Sports cancellations amid COVID-19 concerns are appropriate


Illustration by Emily Brinkman.

As COVID-19 cases continue to grow across the nation, many  professional and collegiate sports have been canceled or suspended. While these actions will not be feasible as long term solutions, cancelling seasons provide safety and relief for players and fans alike.

The initial proposals in response to the coronavirus scare were highly problematic. Various collegiate conferences initially decided to cancel conference tournaments altogether. This meant that the regular-season title champs would have automatically advanced to the NCAA tournament. This would have eliminated other teams’ chances to compete for a tournament spot and unfairly ended their seasons. Then, before suspending its season, the NBA had plans to play without fans in attendance. The NCAA also planned to play the entire March Madness tournament without fans in attendance, when last year’s total attendance for the championship tournament was nearly 700,000

These plans were opposed by various athletes, including Los Angeles Lakers star Lebron James. Playing professional sports without fans would be like playing without a ball. Leagues would have suffered from continuing to play without fans in attendance. Viewer ratings, as well as ticket refunds, would have caused further complications. 

Player and team staff safety were also unresolved. On Mar. 11, the Utah Jazz were scheduled to play against the Oklahoma City Thunder. Minutes before tipoff, a Thunder team doctor talked to officials about Jazz players’ illnesses. The players were sent back into the locker rooms and the game was canceled. As thousands of fans exited the arena, a report confirmed that Jazz center Rudy Gobert tested positive for coronavirus. While he was not present with the team, other players in the arena were tested, which also revealed Jazz guard Donovan Mitchell had the virus.

This incident showed the reality of the issue. If leagues continued to play, athletes most likely would have spread the virus among each other and staff.

Shortly after the Jazz incident, the NBA suspended its season. The announcement caused other leagues to follow. Within a day, the MLS, NHL, MLB and other professional sports organizations suspended and canceled their games. 
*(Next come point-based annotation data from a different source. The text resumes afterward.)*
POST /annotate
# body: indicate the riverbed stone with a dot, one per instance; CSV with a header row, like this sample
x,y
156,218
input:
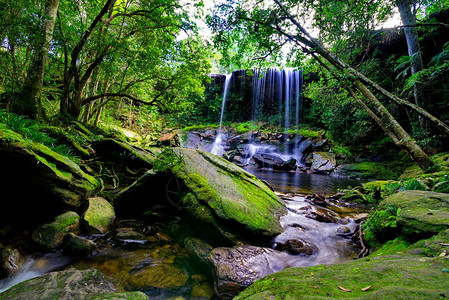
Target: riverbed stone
x,y
420,211
67,284
99,216
159,276
400,276
36,174
51,235
296,247
228,198
237,268
365,170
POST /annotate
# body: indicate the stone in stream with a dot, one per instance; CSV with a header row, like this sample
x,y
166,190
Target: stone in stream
x,y
10,261
51,235
237,268
296,247
230,200
76,245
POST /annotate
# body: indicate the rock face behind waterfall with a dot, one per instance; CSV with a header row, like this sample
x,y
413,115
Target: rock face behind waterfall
x,y
228,198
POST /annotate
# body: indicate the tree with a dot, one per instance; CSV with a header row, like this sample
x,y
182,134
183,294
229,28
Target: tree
x,y
280,25
408,18
29,100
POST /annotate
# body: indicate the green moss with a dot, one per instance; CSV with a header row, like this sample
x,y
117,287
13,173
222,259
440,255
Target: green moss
x,y
387,277
121,296
230,193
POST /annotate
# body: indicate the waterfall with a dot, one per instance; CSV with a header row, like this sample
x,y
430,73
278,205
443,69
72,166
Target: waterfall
x,y
217,147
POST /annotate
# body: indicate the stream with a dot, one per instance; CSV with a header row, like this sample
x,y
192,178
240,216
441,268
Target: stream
x,y
162,268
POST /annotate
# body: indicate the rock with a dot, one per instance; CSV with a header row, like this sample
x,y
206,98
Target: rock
x,y
10,261
323,162
75,245
159,276
221,193
121,296
129,235
420,212
267,160
124,154
34,170
68,284
365,170
198,250
386,277
296,247
237,268
99,215
169,137
50,236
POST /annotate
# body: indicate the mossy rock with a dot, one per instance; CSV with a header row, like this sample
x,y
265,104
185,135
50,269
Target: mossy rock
x,y
421,211
68,284
51,235
366,170
99,215
388,277
228,197
38,176
121,296
76,245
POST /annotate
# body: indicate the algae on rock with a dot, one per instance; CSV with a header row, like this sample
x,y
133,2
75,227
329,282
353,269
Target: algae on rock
x,y
228,197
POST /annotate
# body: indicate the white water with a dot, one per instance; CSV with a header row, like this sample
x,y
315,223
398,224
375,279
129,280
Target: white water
x,y
217,147
34,267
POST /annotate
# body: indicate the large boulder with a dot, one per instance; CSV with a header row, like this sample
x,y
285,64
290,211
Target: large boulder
x,y
37,175
69,284
267,160
419,212
227,197
51,235
99,216
237,268
76,245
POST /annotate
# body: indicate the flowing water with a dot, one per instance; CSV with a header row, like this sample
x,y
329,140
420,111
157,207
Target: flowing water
x,y
217,147
304,183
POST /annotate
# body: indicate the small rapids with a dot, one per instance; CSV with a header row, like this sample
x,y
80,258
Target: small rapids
x,y
35,266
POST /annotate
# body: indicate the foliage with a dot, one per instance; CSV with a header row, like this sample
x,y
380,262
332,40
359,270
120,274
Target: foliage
x,y
34,131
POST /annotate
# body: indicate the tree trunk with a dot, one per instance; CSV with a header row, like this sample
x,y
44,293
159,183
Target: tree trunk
x,y
402,138
29,100
314,46
408,19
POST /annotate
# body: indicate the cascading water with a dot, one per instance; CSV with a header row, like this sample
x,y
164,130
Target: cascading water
x,y
217,146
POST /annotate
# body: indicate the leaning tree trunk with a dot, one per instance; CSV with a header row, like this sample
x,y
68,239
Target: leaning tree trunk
x,y
408,19
29,100
315,46
403,139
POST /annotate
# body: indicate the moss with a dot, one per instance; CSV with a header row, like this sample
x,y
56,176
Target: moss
x,y
367,170
121,296
231,194
388,277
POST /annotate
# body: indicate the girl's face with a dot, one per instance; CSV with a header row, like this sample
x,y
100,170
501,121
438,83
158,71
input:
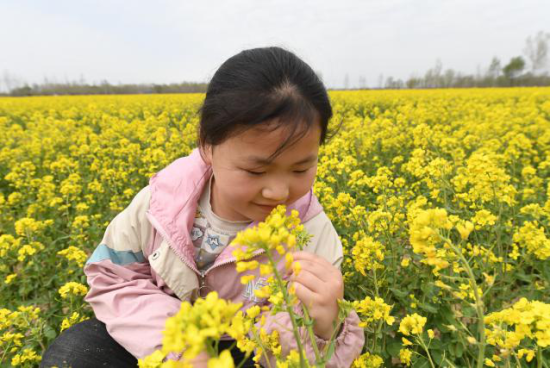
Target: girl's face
x,y
246,187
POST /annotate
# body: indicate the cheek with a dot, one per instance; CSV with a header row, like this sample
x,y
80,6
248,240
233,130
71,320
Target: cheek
x,y
302,185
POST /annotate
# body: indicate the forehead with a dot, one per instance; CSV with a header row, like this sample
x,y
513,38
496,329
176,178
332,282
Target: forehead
x,y
259,143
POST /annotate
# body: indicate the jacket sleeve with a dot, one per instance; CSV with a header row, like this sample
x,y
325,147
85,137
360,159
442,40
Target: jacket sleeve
x,y
351,338
122,291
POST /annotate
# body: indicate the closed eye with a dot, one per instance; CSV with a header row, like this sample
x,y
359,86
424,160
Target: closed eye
x,y
255,173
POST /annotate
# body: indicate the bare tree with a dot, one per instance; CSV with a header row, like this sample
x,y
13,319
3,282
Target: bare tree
x,y
362,82
495,69
536,50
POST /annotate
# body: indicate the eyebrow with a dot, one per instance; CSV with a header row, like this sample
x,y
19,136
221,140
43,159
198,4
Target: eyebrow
x,y
263,161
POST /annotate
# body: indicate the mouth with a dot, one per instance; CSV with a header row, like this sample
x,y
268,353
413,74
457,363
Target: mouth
x,y
267,208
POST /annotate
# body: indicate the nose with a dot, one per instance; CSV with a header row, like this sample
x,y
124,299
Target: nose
x,y
276,191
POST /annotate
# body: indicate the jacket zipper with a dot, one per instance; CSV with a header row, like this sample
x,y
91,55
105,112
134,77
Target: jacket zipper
x,y
201,274
163,233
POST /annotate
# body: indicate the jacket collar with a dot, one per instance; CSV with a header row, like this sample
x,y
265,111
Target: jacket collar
x,y
175,193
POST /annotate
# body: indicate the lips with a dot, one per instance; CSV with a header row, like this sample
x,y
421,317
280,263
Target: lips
x,y
266,207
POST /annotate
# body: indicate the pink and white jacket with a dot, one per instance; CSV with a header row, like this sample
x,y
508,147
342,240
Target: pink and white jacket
x,y
144,267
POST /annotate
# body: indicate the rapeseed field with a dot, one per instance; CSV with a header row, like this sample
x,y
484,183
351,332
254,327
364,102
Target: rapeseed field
x,y
441,199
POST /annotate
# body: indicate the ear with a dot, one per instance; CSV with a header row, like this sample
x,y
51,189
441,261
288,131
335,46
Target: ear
x,y
206,154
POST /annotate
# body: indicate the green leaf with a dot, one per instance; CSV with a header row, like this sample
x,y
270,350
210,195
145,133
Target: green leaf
x,y
393,348
49,332
399,293
430,308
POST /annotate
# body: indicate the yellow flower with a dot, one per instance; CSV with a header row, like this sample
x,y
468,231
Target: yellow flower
x,y
371,310
368,360
412,324
225,360
10,278
72,288
405,356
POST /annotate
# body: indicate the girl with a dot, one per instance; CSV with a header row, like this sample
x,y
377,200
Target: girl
x,y
264,116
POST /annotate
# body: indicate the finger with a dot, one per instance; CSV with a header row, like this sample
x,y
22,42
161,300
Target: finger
x,y
315,268
324,272
306,296
310,280
302,255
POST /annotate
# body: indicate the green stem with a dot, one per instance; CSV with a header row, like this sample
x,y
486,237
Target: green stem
x,y
5,351
264,350
288,307
309,323
426,350
479,305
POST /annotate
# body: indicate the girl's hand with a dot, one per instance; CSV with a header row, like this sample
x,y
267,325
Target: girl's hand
x,y
319,285
200,361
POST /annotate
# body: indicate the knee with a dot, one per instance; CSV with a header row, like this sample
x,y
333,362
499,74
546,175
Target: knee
x,y
72,345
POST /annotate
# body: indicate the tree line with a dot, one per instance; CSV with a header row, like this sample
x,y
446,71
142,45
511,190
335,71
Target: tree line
x,y
530,69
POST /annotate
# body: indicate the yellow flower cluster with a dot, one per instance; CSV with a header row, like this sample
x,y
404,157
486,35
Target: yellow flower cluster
x,y
533,238
401,158
196,327
368,360
372,310
72,288
412,325
524,320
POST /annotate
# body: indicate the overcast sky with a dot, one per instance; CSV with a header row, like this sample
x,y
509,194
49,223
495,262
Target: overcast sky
x,y
163,41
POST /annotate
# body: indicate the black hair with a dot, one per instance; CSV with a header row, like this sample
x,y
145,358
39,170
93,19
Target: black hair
x,y
260,85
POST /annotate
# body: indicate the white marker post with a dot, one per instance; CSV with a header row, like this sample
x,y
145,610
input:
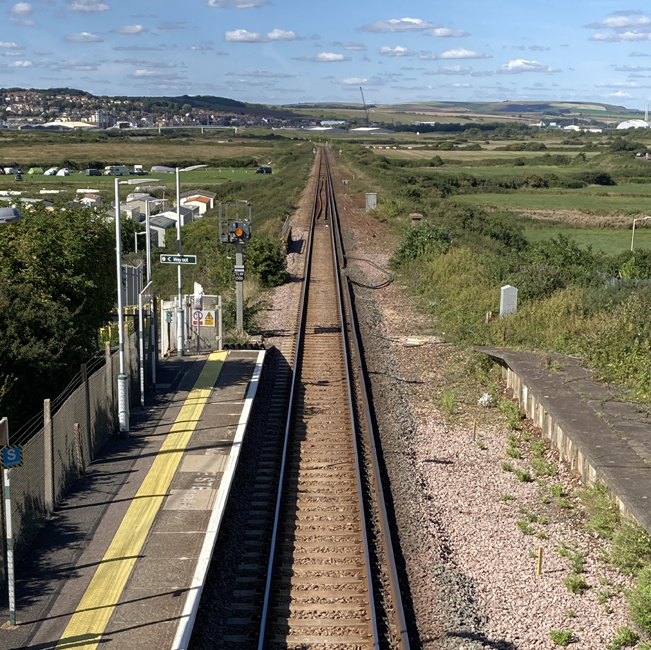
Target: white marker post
x,y
11,580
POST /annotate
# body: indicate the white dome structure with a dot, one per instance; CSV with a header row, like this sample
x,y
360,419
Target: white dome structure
x,y
633,124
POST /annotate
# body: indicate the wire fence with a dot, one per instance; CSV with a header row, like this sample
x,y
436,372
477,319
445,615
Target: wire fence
x,y
60,443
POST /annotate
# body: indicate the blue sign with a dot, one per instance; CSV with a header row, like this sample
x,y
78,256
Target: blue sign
x,y
12,457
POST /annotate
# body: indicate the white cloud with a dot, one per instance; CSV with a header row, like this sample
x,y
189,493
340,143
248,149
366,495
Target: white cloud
x,y
522,65
244,36
619,22
88,6
352,46
237,4
399,25
458,53
450,70
83,37
21,9
396,51
446,32
131,30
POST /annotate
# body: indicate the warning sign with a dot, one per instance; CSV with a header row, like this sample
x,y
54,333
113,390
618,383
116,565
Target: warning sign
x,y
205,318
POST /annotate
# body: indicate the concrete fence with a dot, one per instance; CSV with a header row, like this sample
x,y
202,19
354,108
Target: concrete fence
x,y
59,446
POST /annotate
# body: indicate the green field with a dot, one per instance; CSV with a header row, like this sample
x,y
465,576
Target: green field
x,y
564,200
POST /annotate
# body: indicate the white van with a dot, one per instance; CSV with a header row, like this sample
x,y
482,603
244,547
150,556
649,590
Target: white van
x,y
116,170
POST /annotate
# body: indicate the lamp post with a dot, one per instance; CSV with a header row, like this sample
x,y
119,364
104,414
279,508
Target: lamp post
x,y
633,234
123,406
8,216
179,250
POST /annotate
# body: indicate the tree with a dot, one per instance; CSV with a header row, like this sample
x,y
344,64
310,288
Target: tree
x,y
57,289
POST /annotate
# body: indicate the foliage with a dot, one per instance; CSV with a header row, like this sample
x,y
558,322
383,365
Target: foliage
x,y
561,637
603,514
631,549
57,289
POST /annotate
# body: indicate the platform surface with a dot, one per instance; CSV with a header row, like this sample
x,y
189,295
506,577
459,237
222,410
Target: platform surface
x,y
122,567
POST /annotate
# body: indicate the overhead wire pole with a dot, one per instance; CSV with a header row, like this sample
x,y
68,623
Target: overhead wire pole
x,y
179,322
123,407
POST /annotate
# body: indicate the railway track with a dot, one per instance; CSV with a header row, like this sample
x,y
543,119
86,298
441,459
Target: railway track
x,y
321,585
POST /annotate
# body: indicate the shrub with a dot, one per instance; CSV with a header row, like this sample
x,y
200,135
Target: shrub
x,y
603,514
624,637
631,549
561,637
575,583
639,599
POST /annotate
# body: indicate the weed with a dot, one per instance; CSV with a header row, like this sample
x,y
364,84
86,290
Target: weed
x,y
631,549
561,637
538,448
639,599
449,402
625,637
524,527
603,514
575,583
543,468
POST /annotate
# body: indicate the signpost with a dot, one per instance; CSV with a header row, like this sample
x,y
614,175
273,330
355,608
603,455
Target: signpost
x,y
178,259
13,457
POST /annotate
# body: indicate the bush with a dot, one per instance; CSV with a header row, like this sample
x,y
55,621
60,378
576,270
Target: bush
x,y
265,259
561,637
603,514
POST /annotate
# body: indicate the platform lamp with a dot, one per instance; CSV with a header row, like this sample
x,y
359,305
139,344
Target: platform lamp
x,y
9,216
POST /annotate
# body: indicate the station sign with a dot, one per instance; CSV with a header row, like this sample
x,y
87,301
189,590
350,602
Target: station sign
x,y
178,259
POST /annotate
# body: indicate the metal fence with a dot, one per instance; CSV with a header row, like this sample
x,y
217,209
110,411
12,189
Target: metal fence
x,y
59,444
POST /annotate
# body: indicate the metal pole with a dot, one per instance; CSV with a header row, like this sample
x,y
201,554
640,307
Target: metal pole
x,y
179,326
123,409
11,578
152,302
239,289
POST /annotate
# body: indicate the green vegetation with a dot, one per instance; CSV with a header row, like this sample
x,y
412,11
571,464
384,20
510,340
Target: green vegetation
x,y
561,637
55,294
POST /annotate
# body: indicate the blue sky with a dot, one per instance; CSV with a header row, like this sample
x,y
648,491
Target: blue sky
x,y
285,51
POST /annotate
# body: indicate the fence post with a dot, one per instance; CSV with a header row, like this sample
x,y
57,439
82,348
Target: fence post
x,y
79,452
89,436
48,446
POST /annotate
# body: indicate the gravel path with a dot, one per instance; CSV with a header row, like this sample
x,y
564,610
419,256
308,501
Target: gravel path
x,y
471,570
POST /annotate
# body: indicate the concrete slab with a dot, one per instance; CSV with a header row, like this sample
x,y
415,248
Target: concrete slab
x,y
154,605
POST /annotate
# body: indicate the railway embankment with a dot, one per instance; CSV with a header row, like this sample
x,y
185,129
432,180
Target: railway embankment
x,y
600,436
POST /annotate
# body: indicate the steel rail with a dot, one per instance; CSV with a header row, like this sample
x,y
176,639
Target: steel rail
x,y
290,409
394,584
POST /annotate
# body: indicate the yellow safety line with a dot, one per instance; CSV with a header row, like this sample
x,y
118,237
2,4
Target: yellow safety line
x,y
92,615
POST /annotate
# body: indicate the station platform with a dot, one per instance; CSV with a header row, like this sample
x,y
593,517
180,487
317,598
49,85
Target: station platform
x,y
123,562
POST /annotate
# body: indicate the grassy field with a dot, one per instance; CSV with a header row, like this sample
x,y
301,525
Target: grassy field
x,y
565,200
146,152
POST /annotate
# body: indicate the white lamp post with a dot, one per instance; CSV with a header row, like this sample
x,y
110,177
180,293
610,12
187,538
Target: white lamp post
x,y
179,250
123,406
633,234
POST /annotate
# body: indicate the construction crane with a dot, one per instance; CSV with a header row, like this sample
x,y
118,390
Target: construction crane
x,y
364,103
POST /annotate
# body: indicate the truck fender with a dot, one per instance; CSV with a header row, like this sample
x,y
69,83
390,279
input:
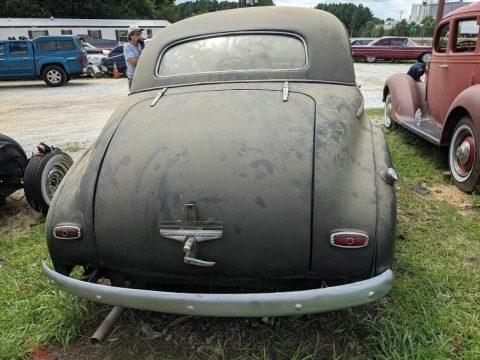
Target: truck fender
x,y
407,97
52,61
466,103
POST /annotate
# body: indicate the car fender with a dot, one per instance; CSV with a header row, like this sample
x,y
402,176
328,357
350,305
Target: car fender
x,y
407,96
466,103
43,62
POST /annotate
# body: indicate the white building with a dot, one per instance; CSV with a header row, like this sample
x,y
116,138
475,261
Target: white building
x,y
429,8
113,29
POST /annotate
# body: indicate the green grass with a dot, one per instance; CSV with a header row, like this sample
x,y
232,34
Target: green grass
x,y
433,311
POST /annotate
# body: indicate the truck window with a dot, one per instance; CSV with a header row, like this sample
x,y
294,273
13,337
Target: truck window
x,y
442,41
46,45
18,49
252,52
65,45
467,36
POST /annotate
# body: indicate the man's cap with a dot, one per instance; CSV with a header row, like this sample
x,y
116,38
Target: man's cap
x,y
134,29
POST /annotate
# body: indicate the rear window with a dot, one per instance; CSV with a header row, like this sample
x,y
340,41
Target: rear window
x,y
52,45
234,53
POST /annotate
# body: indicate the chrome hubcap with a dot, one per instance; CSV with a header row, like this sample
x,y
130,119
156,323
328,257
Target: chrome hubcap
x,y
54,76
463,153
54,178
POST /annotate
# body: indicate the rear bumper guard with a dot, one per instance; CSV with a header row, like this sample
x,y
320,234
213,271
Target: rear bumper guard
x,y
231,305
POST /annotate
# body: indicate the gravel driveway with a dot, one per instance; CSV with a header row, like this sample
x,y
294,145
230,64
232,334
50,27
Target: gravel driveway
x,y
72,116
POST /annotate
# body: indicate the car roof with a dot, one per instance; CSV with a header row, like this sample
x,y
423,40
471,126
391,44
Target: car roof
x,y
325,37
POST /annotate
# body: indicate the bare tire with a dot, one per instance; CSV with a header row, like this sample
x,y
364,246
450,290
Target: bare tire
x,y
54,76
387,117
463,156
43,175
425,58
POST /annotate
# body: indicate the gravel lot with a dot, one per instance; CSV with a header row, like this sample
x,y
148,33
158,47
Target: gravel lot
x,y
72,116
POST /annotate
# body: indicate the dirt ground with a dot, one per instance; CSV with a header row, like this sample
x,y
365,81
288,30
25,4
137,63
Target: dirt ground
x,y
71,117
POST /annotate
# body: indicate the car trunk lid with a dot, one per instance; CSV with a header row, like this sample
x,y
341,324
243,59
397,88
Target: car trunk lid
x,y
235,163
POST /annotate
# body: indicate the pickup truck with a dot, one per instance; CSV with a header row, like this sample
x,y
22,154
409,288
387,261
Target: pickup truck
x,y
55,59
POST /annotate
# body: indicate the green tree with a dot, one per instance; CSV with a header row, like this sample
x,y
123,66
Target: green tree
x,y
428,26
354,17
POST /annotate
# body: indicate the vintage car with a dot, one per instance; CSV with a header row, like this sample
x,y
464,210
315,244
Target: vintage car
x,y
445,109
240,178
39,176
392,48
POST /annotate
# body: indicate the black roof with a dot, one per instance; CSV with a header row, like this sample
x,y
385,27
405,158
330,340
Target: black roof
x,y
327,42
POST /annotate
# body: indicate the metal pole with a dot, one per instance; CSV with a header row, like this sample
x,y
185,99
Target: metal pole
x,y
440,9
106,326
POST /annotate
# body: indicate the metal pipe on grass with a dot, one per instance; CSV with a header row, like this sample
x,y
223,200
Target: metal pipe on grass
x,y
106,326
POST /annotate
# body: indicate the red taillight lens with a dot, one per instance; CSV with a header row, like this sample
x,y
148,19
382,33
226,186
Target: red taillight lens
x,y
349,239
67,232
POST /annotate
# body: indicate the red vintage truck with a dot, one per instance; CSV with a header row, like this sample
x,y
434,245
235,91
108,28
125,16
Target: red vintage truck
x,y
445,109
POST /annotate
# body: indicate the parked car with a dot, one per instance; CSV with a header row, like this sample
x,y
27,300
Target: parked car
x,y
53,58
445,110
240,177
114,57
392,48
40,175
361,41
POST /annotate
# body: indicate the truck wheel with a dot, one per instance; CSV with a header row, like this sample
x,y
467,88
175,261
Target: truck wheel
x,y
387,111
464,157
43,176
425,58
54,76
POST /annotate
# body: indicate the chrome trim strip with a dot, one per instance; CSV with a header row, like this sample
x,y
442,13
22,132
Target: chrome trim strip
x,y
346,232
220,34
307,81
64,238
231,305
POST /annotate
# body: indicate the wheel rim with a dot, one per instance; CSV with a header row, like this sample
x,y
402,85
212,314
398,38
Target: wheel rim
x,y
54,76
52,178
462,153
387,121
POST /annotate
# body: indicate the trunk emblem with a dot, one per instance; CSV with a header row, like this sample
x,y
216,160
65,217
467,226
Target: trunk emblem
x,y
191,232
While the sports industry will still suffer from suspending and canceling its seasons, it is the appropriate decision to make. As much is still unknown about the virus, this is the safest way to prevent its growth and control the fear around the issue. Both athletes and fans are protected from these decisions.

Although many financial questions remain, Mark Cuban and other team owners have offered aid to their teams’ arena employees. Players such as Giannis Antetokounmpo, Zion Williamson and Blake Griffin pledged money to assist paying their teams’ arena employees that are affected by the hiatus. These actions have set an example of the support needed to alleviate the struggles caused by this decision.

While fans and athletes will have to endure not being able to play and watch the sports they love, the decision to temporarily cancel play is necessary to prevent and prepare for the spread of COVID-19.